The T315I mutation was reported in about 20% of patients, and around 40% had what we call cardiovascular risk factors, including hypertension, dyslipidemia, or others. Therefore, this was a heavily pretreated, high-risk patient population, making both efficacy and safety particularly important.
From a safety point of view, the treatment was well tolerated. Essentially, what we saw were neutropenia and thrombocytopenia early on, but nothing significant. Importantly, we did not observe arterial occlusive events, which are known side effects of ponatinib. We also did not report any grade 3/4 ICANS or CRS. Therefore, the regimen was well tolerated.
When it comes to efficacy, the overall response rate was around 91%, which is very encouraging. We measured MRD, and more than 80% of patients achieved MRD negativity by RT-PCR or flow cytometry. The median follow-up is around 18 weeks, so relatively short. We currently have five patients who continue to respond and are doing well.
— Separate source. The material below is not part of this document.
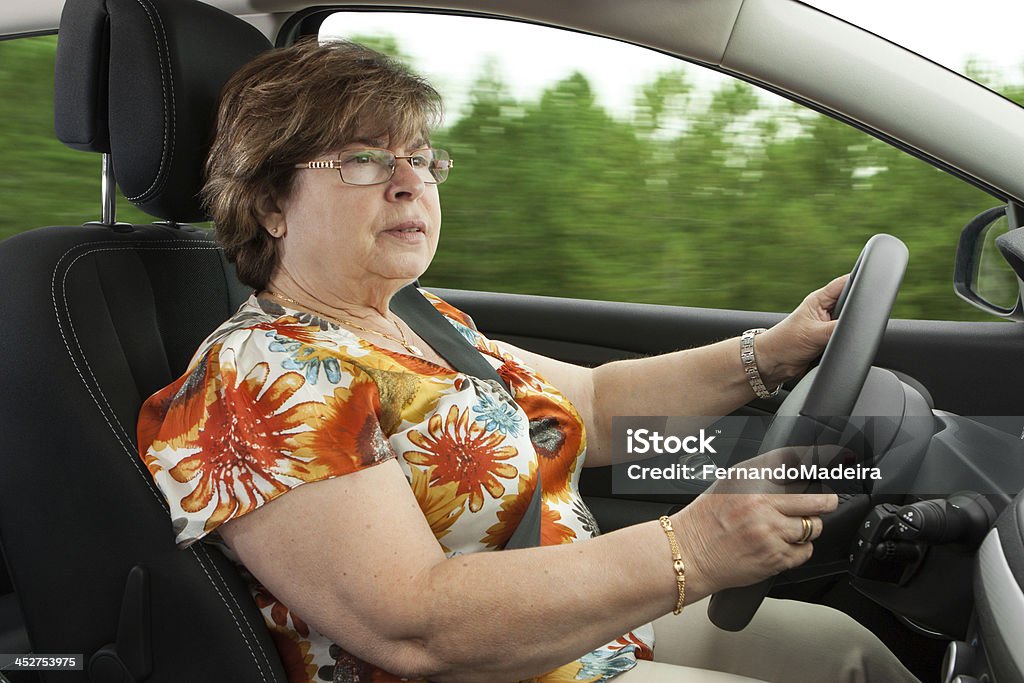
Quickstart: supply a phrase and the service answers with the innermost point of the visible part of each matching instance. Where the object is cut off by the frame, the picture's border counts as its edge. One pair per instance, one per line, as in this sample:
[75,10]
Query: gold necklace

In addition, 3 patients went on to receive CAR T-cell therapy as consolidation, and 2 patients proceeded to transplant. This is very important because the regimen allowed patients to bridge to more definitive therapies. What we have seen is that responses occur early, some are very durable, and some have enabled patients to receive further consolidation.
Based on these observations, I can say that the combination of blinatumomab and olverembatinib appears very safe, with no major adverse events observed. It induces deep and durable responses and enables patients to receive consolidation strategies such as CAR T-cell therapy or transplant. These findings warrant further investigation in the frontline setting.
Today, olverembatinib is being tested in the frontline setting in combination with immunotherapy and in randomized trials versus standard-of-care TKI-based approaches.
Source:
Jabbour E, Baer MR, Hunter A, et al. Olverembatinib (HQP1351) combined with blinatumomab in patients with lymphoid blast phase chronic myeloid leukemia (CML-LBP) or Philadelphia chromosome–positive B-cell precursor acute lymphoblastic leukemia (Ph+ BCP-ALL). Presented at the ASCO Annual Meeting. May 29 - June 2, 2026. Chicago, Illinois. Abstract 6513.